Since then his role has only increased (in the 2018 elections he obtained a sad 4%). Its success stems from exploiting discontent over the pandemic and its role as the sole opposition to Mario Draghi’s defunct national unity coalition.

The biggest turning point in her political career was in October 2019, when before thousands of people in the Plaza de San Juan in Rome, a trade union fiefdom, she proclaimed: “I am Giorgia, I am a woman, a mother, an Italian and a Christian and I don’t removed”, in a direct attack on homosexual legislation.

Two guys took her speech, mixed it with electronic music and unintentionally elevated her to pop icon. All of Italy danced and spread that catchy song.

His rivals, he maintains, are the “bureaucrats” in Brussels, the LGBT community or the “living room left”, while admiring Vladimir Putin’s Russia for sharing the “system of European values, defending Christianity and combating Islamic fundamentalism” , although it promises “loyalty” to the West.
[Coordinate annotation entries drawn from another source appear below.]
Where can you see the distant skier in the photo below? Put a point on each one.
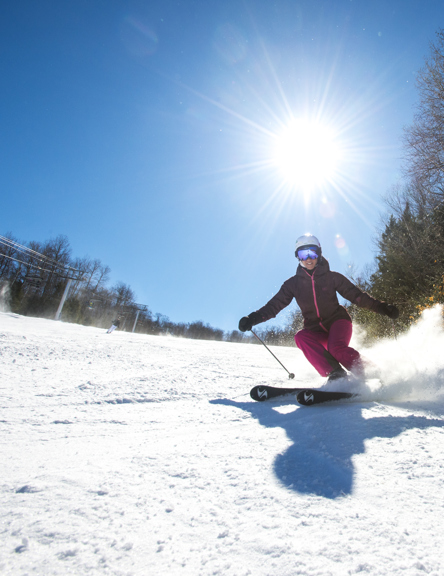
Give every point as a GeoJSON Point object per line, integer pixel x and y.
{"type": "Point", "coordinates": [115, 324]}
{"type": "Point", "coordinates": [327, 331]}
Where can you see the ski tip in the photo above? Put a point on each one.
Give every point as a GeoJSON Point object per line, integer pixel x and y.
{"type": "Point", "coordinates": [259, 393]}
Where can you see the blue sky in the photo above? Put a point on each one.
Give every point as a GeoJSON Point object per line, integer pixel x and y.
{"type": "Point", "coordinates": [145, 132]}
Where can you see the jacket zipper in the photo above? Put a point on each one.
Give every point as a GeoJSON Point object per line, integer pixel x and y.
{"type": "Point", "coordinates": [314, 298]}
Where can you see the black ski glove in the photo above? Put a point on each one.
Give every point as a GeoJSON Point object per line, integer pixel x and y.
{"type": "Point", "coordinates": [389, 310]}
{"type": "Point", "coordinates": [247, 322]}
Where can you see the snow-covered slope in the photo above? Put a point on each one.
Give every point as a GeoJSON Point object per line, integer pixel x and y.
{"type": "Point", "coordinates": [127, 454]}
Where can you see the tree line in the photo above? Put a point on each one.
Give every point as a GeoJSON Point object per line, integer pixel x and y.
{"type": "Point", "coordinates": [408, 269]}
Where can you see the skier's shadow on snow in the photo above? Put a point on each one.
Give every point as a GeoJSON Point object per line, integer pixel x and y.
{"type": "Point", "coordinates": [324, 441]}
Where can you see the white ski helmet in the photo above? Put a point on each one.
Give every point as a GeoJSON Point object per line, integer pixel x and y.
{"type": "Point", "coordinates": [307, 241]}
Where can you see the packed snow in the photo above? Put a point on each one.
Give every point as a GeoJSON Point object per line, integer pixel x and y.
{"type": "Point", "coordinates": [125, 454]}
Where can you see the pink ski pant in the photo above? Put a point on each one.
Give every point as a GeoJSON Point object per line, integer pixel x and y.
{"type": "Point", "coordinates": [326, 350]}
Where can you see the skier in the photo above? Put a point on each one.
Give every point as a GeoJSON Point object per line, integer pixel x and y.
{"type": "Point", "coordinates": [115, 324]}
{"type": "Point", "coordinates": [327, 331]}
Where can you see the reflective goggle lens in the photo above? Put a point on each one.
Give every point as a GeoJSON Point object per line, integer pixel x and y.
{"type": "Point", "coordinates": [307, 253]}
post-fascism? This is their political ideology

The representative of post-fascism, who is not afraid to defend a hard right, with a conservative and Catholic, nationalist and centralist ideological background, is presented with a motto: “God, country and family.”

His ideology clarified it forever in a Vox electoral act in Marbella, in the south of Spain, when he presented himself to the world: “There are no possible mediations, you say yes or no. Yes to the natural family, no to the LGBT lobby; yes to sexual identity, no to gender ideology; yes to the culture of life, no to the abyss of death; yes to the universality of the cross, no to Islamic violence; yes to secure borders, no to massive immigration.
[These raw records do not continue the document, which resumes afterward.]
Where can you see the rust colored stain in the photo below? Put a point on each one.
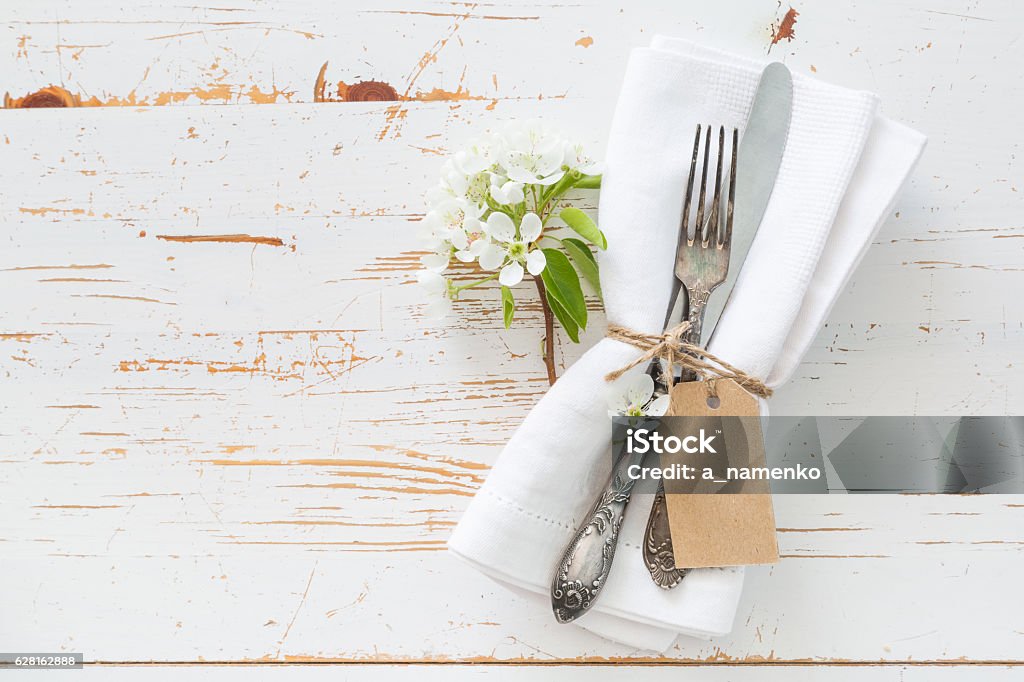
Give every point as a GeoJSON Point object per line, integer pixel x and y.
{"type": "Point", "coordinates": [225, 239]}
{"type": "Point", "coordinates": [368, 91]}
{"type": "Point", "coordinates": [784, 30]}
{"type": "Point", "coordinates": [320, 85]}
{"type": "Point", "coordinates": [43, 210]}
{"type": "Point", "coordinates": [217, 92]}
{"type": "Point", "coordinates": [52, 96]}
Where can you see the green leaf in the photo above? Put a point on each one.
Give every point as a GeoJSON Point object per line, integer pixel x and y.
{"type": "Point", "coordinates": [585, 262]}
{"type": "Point", "coordinates": [584, 226]}
{"type": "Point", "coordinates": [508, 306]}
{"type": "Point", "coordinates": [563, 283]}
{"type": "Point", "coordinates": [571, 329]}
His priorities are to close the borders to protect Italy from “Islamization” and to renegotiate European treaties so that Rome regains control of its own destiny.

Another priority is to fight against gay pressure groups and against the “demographic winter” in one of the countries with the most elderly in the world.

The leader of the heir party of the Italian Social Movement (MSI), a neo-fascist formation founded after World War II by supporters of Mussolini, clarified in August her controversial relationship with fascism.

“The Italian right has relegated fascism to history for decades, unambiguously condemning the deprivation of democracy and the infamous anti-Jewish laws,” Meloni said in a video sent in August in several languages to foreign media accredited in Italy. .

However, the Brothers of Italy emblem bears the green-white-red tricolor flame, a symbol invented in 1946 by the group of fascist veterans who founded the MSI.

Several media have broadcast the video these days when at the age of 19 he declared his admiration for Mussolini: “For me he was a good politician. Everything he did, he did for Italy,” he explained then.

“Giorgia Meloni doesn’t want to drop the symbol because it’s the identity she can’t escape from; it’s her youth,” Gianluca Passarelli, a political science professor at Rome’s Sapienza University, said in an interview.

“Your party is not fascist. Fascism means gaining power and destroying the system. She won’t do that and she couldn’t. But there are wings in the party linked to the neo-fascist movement. She has always played in some way in the middle,” added the academic.

Family

Very jealous of her private life, she is the mother of a daughter born in 2006 and lives without marrying the girl’s father, a television journalist.